Significantly, the Court pointed to the declaration by Saxon that ramp supervisors “frequently load and unload cargo.”

Southwest has not meaningfully contested that ramp supervisors like Saxon frequently load and unload cargo. See 993 F. 3d, at 494, 497 (noting Saxon’s “uncontroverted declaration assert[ing] that she and the other ramp supervisors . . . frequently fill in as ramp agents” for up to three shifts per week). Thus, . . . we accept that Saxon belongs to a class of workers who physically load and unload cargo on and off airplanes on a frequent basis.

The Court then turned to whether Saxon’s class of workers was “engaged in foreign or interstate commerce” for purposes of FAA section 1. Here too, Justice Thomas began with a textual approach and looked to dictionary definitions of the central terms.

Again, to be “engaged” in something means to be “occupied,” “employed,” or “involved” in it. “Commerce,” meanwhile, includes, among other things, “the transportation of . . . goods, both by land and by sea.” Black’s Law Dictionary 220 (2d ed. 1910) (Black’s); see also, e.g., Webster’s 448 (commerce: “the exchange of merchandise on a large scale between different places or communities”).

For the Court, that approach signaled that “any class of workers directly involved in transporting goods across state or international borders falls within §1’s exemption.”

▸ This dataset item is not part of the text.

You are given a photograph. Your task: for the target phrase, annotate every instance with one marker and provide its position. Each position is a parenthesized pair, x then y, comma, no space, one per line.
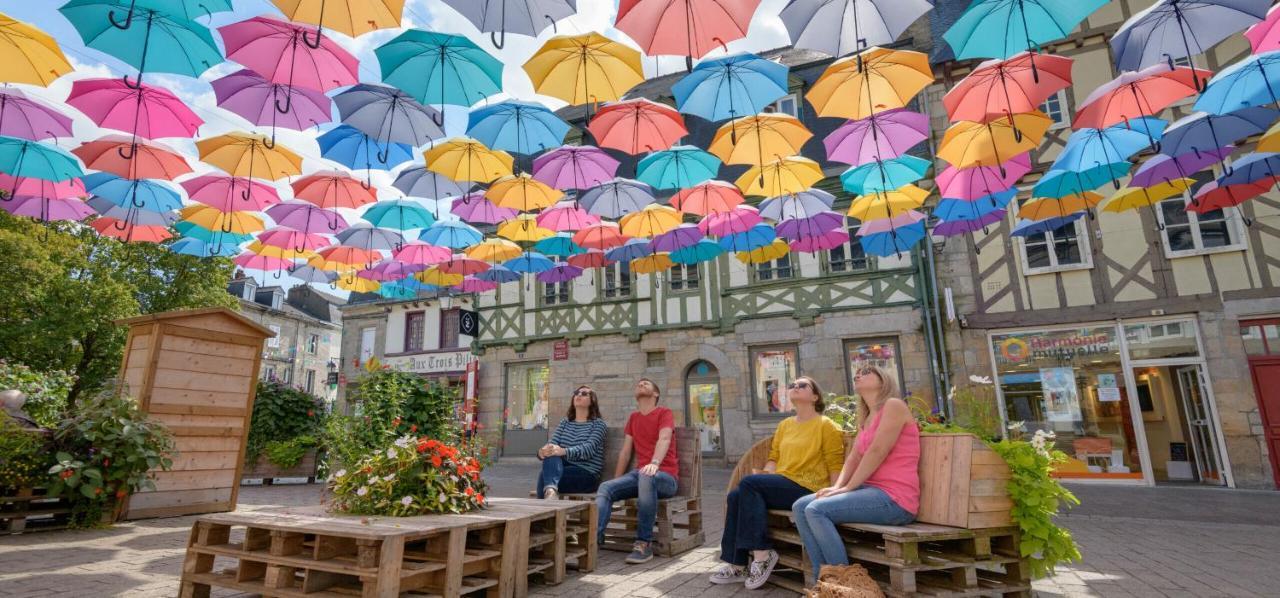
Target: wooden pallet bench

We have said that it is “too plain to require discussion that the loading or unloading of an interstate shipment by the employees of a carrier is so closely related to interstate transportation as to be practically a part of it.” . . . . We think it equally plain that airline employees who physically load and unload cargo on and off planes traveling in interstate commerce are, as a practical matter, part of the interstate transportation of goods. They form “a class of workers engaged in foreign or interstate commerce.”

However, Justice Thomas’s conclusions were carefully limited. In a footnote, the Court referenced two arguably disagreeing court of appeals decisions to make the point that it will not always be clear on the facts “when the class of workers carries out duties further removed from the channels of interstate commerce or the actual crossing of borders.”

We recognize that the answer will not always be so plain when the class of workers carries out duties further removed from the channels of interstate commerce or the actual crossing of borders. Compare, e.g., Rittmann v. Amazon.com, Inc., 971 F. 3d 904, 915 (CA9 2020) (holding that a class of “last leg” delivery drivers falls within §1’s exemption), with, e.g., Wallace v. Grubhub Holdings, Inc., 970 F. 3d 798, 803 (CA72020) (holding that food delivery drivers do not). In any event, we need not address those questions to resolve this case.

The Court’s effort to avoid ruling broadly on those types of issues leaves considerable opportunity for continuing litigation over the scope of the section 1 exemption. The Court did, though, signal that such disputes are to be resolved on the basis of the nature of the performance of work by the workers in question, not on the basis of the nature of the business of the companies in question.

At bottom, the Supreme Court unanimously held that “Latrice Saxon frequently loads and unloads cargo on and off airplanes that travel in interstate commerce. She therefore belongs to a ‘class of workers engaged in foreign or interstate commerce’ to which §1’s exemption applies.”